While running the Arnolfini Cinema in Bristol (1970-1973), David had pioneered the contextualised and themed programming that now extends across the arts as with Nicolas Serota's 2002 Tate Modern launch. David clustered new and old films, both mainstream and avant garde, brought back live music to silent classics, and provided some of the first screenings outside London of African and South American radical cinema.
After the Arnolfini he founded, in 1973, Independent Cinema West (ICW). ICW demonstrated David's abiding interest in new technologies for independent film. He planned for production and distribution to be integrated under film makers' control, for Super 8mm (the home movie medium) and video technology to be incorporated with 16mm and 35mm formats for low-cost production; and to bypass conventional distribution with mobile cinemas and mail-order marketing. He used the then infant desktop computer publishing to promote the British independent sector. But his resistance to the ICW being overseen from London meant that it received scant public funding.
In 1975, in Bristol he initiated and ran the first Festival of Independent British Cinema. This took in indie features, shorts, political, experimental, "expanded cinema" and multiscreen work on everything from 35mm to Super 8mm and provided film-makers like Derek Jarman with their first significant forum.
David, with his then wife Jane a close partner in his endeavours, then initiated the Independent Cinema Magazine. Its documentation of independent film unearthed by the Festival contributed to C4's subsequent support for independent film-making on its launch in 1982. It was after meeting David at ICW that Isaacs commissioned Zastrozzi.
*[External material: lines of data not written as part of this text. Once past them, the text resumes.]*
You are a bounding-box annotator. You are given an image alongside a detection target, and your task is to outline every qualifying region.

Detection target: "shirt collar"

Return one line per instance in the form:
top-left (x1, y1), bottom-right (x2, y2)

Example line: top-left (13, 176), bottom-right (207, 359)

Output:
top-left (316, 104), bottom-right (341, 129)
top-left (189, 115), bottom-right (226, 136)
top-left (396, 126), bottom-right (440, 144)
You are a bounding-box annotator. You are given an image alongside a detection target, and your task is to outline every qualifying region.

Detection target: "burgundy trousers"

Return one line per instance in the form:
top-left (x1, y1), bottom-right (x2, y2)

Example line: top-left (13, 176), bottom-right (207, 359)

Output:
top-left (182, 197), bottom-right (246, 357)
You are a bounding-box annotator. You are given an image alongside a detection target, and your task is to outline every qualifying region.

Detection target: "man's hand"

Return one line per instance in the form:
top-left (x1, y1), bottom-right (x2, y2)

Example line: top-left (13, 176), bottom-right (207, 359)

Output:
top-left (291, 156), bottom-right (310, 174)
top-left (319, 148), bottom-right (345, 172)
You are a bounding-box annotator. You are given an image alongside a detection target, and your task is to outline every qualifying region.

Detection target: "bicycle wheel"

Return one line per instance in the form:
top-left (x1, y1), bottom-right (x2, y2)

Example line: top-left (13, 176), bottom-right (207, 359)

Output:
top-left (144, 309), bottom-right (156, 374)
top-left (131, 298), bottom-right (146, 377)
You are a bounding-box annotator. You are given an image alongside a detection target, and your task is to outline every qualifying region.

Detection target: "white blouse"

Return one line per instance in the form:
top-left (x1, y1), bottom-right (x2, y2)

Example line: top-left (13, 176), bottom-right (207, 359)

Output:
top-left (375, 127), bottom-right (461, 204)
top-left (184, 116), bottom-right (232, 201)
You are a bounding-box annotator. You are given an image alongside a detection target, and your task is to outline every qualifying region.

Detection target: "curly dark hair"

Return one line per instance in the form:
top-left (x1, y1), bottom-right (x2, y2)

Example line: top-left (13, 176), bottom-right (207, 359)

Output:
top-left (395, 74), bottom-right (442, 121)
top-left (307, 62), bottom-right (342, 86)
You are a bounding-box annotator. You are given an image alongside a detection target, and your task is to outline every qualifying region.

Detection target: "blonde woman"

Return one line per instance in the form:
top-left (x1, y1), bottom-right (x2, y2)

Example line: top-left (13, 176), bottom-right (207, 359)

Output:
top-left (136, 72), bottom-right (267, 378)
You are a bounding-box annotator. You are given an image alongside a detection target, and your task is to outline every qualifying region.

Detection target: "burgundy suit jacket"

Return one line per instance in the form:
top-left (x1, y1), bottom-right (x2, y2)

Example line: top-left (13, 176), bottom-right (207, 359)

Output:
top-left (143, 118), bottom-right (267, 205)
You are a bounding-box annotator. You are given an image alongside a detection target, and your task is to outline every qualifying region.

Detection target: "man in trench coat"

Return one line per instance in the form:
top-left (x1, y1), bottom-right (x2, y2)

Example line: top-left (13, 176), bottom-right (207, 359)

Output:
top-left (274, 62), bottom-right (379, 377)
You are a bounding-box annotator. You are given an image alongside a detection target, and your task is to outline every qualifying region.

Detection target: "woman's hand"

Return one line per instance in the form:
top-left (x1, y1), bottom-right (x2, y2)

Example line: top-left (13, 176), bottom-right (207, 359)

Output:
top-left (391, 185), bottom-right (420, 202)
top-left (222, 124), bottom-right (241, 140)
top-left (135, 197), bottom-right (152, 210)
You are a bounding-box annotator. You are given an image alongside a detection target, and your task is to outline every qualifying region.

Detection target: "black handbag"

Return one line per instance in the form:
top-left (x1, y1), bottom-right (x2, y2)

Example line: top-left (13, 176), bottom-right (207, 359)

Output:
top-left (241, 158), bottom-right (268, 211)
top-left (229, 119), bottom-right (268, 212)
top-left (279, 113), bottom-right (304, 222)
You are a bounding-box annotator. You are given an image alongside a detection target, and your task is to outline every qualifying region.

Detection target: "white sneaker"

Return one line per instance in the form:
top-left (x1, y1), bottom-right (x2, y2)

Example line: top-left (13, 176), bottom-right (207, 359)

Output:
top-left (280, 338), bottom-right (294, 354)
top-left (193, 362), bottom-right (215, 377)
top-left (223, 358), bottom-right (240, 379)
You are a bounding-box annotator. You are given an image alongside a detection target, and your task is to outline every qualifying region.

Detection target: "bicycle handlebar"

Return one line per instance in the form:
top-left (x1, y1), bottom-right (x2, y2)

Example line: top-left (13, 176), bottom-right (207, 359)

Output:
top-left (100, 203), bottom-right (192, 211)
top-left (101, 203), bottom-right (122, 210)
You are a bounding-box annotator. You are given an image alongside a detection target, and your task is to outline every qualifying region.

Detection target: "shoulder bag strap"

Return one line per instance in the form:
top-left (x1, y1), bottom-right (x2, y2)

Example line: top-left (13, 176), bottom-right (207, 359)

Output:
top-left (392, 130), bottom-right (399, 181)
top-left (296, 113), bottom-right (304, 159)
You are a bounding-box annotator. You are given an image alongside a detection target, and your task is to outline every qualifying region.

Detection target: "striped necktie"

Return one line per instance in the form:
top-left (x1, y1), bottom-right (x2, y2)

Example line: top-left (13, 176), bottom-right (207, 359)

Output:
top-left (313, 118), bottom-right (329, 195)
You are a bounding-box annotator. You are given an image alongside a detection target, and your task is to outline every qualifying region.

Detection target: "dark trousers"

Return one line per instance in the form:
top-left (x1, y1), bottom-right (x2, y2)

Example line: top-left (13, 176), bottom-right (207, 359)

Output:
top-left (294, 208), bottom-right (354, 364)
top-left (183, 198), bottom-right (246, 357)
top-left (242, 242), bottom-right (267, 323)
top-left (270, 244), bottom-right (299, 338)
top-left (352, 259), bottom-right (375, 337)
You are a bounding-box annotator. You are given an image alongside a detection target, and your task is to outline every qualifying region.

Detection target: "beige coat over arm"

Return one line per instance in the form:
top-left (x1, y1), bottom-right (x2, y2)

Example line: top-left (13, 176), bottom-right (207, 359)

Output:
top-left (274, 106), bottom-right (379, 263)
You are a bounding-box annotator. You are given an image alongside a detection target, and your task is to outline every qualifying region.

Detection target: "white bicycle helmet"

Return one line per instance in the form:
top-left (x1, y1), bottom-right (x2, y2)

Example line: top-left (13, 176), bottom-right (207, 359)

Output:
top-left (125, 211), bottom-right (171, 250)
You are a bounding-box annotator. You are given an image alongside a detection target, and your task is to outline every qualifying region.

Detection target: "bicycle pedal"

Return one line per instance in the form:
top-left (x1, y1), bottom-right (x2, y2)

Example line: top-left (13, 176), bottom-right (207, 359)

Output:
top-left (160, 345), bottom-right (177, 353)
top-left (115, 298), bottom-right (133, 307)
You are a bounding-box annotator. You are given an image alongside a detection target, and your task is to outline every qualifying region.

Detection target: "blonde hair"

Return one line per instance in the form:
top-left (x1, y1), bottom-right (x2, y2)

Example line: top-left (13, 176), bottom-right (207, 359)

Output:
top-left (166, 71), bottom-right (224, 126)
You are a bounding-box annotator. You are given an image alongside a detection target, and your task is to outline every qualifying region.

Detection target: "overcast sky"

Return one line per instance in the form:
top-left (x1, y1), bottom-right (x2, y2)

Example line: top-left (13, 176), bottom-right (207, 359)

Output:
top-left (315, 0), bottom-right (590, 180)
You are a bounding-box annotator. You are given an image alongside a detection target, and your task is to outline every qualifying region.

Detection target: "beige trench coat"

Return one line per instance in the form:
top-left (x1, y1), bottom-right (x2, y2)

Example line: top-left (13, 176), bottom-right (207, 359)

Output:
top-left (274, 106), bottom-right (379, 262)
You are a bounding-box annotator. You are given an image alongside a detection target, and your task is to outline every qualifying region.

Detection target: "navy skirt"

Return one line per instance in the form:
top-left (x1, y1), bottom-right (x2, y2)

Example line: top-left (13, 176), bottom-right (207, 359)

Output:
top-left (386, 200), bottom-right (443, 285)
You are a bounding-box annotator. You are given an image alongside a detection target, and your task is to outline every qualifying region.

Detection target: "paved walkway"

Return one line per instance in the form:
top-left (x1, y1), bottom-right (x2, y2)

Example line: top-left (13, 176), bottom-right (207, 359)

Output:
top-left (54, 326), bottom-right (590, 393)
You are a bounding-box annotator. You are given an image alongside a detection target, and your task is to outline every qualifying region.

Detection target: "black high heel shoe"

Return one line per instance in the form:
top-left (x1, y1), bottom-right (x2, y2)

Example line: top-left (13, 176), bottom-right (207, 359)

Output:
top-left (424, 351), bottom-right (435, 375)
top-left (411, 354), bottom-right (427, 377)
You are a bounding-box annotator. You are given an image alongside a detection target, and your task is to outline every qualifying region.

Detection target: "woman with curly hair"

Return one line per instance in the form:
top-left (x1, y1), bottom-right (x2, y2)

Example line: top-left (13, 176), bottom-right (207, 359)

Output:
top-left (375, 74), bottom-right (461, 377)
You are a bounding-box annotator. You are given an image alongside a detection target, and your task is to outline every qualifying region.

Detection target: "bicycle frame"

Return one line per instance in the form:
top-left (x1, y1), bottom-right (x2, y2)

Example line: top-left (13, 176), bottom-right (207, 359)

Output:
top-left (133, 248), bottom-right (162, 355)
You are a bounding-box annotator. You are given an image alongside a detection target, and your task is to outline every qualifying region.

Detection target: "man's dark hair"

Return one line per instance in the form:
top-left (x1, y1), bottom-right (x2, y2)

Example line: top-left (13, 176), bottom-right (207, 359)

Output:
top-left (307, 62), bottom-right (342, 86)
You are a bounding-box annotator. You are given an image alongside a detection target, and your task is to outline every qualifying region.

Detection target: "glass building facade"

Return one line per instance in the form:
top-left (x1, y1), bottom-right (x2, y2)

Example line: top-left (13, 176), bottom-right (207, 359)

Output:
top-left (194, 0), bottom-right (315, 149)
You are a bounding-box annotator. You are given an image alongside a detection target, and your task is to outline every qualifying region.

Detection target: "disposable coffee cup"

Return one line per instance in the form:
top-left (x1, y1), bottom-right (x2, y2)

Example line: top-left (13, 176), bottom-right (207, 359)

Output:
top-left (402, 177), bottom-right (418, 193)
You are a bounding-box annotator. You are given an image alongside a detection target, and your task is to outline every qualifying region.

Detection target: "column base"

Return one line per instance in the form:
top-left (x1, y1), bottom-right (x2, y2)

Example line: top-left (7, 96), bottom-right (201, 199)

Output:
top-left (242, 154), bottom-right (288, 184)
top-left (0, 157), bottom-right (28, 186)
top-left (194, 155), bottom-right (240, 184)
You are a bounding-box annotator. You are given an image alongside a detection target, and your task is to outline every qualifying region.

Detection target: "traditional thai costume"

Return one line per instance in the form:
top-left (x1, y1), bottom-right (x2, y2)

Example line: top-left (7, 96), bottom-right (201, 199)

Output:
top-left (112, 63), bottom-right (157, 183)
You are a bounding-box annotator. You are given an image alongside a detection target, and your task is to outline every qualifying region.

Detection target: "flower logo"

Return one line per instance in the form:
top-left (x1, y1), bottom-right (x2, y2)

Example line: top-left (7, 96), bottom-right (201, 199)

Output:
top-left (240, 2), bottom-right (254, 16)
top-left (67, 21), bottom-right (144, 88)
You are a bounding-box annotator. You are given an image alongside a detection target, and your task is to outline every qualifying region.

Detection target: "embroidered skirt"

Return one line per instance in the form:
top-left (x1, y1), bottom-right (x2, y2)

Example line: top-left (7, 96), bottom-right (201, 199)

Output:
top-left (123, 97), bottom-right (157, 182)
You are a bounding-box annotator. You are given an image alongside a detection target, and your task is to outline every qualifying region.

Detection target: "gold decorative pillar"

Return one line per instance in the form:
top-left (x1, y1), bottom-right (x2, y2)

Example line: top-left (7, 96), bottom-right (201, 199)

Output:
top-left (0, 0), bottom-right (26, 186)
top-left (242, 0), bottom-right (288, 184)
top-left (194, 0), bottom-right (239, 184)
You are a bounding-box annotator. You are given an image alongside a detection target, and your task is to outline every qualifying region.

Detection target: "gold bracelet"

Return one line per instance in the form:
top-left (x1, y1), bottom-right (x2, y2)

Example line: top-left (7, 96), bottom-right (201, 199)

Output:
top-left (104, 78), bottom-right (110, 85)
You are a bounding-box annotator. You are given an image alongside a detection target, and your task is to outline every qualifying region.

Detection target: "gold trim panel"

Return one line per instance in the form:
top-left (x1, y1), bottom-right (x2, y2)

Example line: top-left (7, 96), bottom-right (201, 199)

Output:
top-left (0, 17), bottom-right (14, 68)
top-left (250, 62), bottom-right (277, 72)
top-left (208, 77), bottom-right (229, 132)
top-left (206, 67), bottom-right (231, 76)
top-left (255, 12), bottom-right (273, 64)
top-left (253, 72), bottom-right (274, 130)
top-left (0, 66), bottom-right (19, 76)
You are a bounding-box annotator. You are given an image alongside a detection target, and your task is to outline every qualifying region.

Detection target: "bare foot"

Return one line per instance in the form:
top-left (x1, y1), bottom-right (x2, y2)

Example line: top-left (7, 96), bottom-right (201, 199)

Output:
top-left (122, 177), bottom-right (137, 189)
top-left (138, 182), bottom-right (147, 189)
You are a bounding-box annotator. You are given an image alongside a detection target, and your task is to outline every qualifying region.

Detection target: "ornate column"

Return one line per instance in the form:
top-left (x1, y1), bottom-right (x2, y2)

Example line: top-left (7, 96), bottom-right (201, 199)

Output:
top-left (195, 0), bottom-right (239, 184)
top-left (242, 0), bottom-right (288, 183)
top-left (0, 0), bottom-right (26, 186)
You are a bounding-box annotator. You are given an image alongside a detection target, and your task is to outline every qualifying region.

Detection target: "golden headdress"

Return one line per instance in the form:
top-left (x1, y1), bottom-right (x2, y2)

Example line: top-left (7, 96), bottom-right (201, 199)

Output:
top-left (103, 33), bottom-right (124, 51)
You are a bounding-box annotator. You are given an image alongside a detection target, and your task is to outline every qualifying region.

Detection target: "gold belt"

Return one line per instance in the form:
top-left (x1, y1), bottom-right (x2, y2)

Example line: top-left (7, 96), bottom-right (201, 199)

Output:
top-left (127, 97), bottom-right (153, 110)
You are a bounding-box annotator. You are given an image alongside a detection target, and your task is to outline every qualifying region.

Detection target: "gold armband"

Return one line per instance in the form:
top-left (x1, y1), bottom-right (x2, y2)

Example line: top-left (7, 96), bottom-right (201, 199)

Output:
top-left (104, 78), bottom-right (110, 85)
David was the only son of a sculptor and of a painter. His first novel African Comedy, (1988), drew on his upbringing in the Sudan and at an English boarding school. After studying zoology and drama at Bristol University, he worked at BBC Bristol as a documentary director under John Boorman before becoming a documentaries and educational film-maker in West Africa. Then came the Arnolfini and eventually his work with C4.
But David's star waned with regime changes at the channel and what was becoming a market-driven independent film-making climate. So he turned to novel writing and theatre. So impressed was he by dramatist Charlotte Meehan's talent that he directed her work in Bristol and New York.
It was in New York that he found a home for his energies and in 1999 he settled there with Charlotte, whom he later married, to continue their collaborations to produce off-Broadway theatre and to lecture on film and television at New York University. He later taught his own courses on film acting and digital video film making at Wheaton College, Norton, Massachusetts.
Trenchant, irreverent - fellow leftists were as much a target of his chuckling insights as any - he possessed an exuberant, anarchic imagination. And he had a farsighted vision of film making which inspired many of us to venture beyond our horizons.
He is survived by Charlotte, and their three-year-old daughter, Margot; his first wife Jane and their two children Dan and Kate.
John Furse
David Graydon Hopkins, cinema programmer, film maker, dramatist and writer, born February 7 1940; died May 19 2004.